U.S. District Court Judge Stefan Underhill this week gave both sides until Sept. 20 to officially respond to the injunction request.

Leddy suggests in court filings that the prison’s water supply may have become contaminated during work on sewage lines in which she said holes were drilled in waste pipes to make it easier for crews to snake out clogs.

“These allegations have been corroborated by an affidavit submitted to undersigned counsel by an inmate at Osborn who was previously a licensed plumber and who worked alongside the maintenance crews at Osborn.” she wrote. “It is believed that these holes have likely allowed raw sewage to seep into the surrounding soil and groundwater.”

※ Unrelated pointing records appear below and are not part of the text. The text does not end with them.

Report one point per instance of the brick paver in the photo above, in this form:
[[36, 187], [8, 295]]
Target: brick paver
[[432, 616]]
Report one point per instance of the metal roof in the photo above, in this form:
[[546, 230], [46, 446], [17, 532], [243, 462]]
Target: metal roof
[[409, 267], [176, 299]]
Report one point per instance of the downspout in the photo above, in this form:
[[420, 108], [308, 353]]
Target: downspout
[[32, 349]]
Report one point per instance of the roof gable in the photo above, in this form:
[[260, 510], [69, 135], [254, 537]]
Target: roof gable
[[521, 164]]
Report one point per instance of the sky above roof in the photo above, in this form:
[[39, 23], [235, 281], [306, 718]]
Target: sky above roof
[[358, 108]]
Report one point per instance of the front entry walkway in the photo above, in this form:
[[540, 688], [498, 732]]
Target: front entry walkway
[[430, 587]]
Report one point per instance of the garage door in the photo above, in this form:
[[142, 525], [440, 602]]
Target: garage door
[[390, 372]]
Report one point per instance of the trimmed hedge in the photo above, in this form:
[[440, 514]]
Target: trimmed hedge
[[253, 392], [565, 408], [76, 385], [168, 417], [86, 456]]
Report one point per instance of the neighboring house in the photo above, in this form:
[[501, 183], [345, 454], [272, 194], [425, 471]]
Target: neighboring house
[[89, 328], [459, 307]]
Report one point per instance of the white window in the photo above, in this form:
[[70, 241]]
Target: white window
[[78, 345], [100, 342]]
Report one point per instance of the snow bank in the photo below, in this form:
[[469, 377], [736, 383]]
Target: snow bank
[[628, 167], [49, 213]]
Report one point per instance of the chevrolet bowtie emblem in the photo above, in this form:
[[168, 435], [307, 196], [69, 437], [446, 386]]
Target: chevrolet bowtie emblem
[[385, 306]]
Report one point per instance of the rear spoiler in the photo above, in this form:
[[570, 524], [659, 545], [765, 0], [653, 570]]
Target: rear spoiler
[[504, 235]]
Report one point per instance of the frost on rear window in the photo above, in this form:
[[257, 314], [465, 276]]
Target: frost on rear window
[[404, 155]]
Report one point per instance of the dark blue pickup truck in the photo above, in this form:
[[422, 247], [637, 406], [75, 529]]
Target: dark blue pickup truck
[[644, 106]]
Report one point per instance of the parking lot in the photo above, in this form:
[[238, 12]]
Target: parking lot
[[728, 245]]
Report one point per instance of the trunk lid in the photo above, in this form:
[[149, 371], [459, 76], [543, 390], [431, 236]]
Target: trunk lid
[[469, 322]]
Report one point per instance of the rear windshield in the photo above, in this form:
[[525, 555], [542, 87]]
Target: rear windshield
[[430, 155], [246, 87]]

She said the problems with water at Osborn go back decades to the 1990s, when wells in the area were found to be contaminated by chemicals from a dry cleaning operation that was located on the site.

She said because of that contamination, local residents were hooked up to a municipal water supply. The prison, she said, stopped using two wells that were found to be contaminated, switching to three others that met health standards.

Leddy has asked Underhill to require bottled drinking water at the prison until a third-party can complete full-scale testing of the prisons tap water.